Lilley was not amused, however, by an interview that Fang gave to NBC television after-with great difficulty-he was taken to London. In that interview Fang criticized President Bush for having a double standard on human rights, tough on the Soviet Union but easy on China. Lilley writes that he could never forgive Fang for criticizing the Bush administration like that.
The mystery of life
Such detailed descriptions make the reading of James Lilley's Memoirs a pleasure, but perhaps the part of the book with the greatest human interest is Lilley's description of the roots of his feelings toward China. He does not mind admitting to having only a weak understanding of China as a youth, and also poignantly describes his deep affection for his late elder brother Frank.
He writes: "In the end, then, it's not China but the death of my eldest brother, which has been the greatest mystery to me.... [I]n choosing to study China and work in Asia, I remained linked with Frank in tangible ways, ways that made it seem as if he were not far away."
Frank, like James, was born in China, and had a deep emotional attachment to the country. He found it hard to understand and accept the tragic circumstances that befell Asia and was filled with inner spiritual turmoil. In 1946, at the age of 26, at a US military base near Hiroshima, Japan, he shot himself.
Frank's death had a profound impact on Lilley's life. From Lilley's memoirs, one can see that Frank had a great influence on Lilley's childhood ideas about China, and that Frank remained for his younger brother a symbol of virtue and idealism. Lilley has in many ways been following a trail marked out by his idealistic elder sibling.
In these memoirs, Frank appears as a spirit constantly hanging over Lilley's life. Whenever Lilley faces a critical life decision, he always asks himself: What would Frank have done? If a gifted individual like Frank chose to end his own life, then how can I choose the right path?
Lilley also evokes Frank to close the memoirs. Whereas Frank was deeply pained by the suffering endured by China in the war, James says that he has always tried to avoid romanticism and sentimentality in looking at China, and thus developed a kind of detachment: "I studied Chinese language, culture, history, and literature, but I remained wary of them at the same time. I did not want to be destroyed the way Frank was by becoming too attached to anything or anyone."

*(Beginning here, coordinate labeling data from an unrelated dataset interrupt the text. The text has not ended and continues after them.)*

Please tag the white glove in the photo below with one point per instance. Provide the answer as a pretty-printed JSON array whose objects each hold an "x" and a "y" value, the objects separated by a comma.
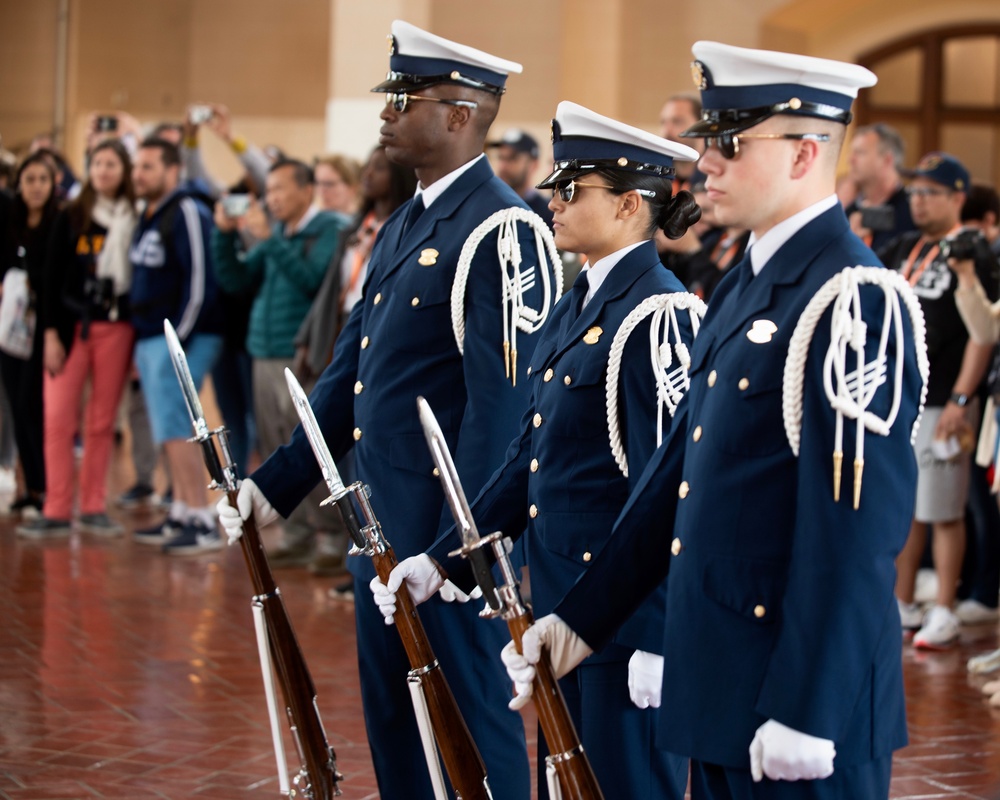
[
  {"x": 566, "y": 651},
  {"x": 450, "y": 593},
  {"x": 248, "y": 498},
  {"x": 645, "y": 679},
  {"x": 422, "y": 579},
  {"x": 784, "y": 754}
]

He turned this into a whole outlook on China: "One manifestation of what I call my 'objective' approach toward analyzing China is that I did not feel guilty about the historical role of foreigners in China. The American guilt complex over wrongs done to China is played upon by the Chinese...." He warns in his book against overly sympathizing with or identifying with China's own interpretation of itself, saying that this could lead one to overlook China's own errors and failures.
With a life that has been itself a page in world diplomatic history, perhaps a pragmatist like James Lilley can serve as an example for those on both sides of the Taiwan Strait who are now in charge of cross-strait relations. These highly readable memoirs can also be instructive to young people who hope for a career in international relations.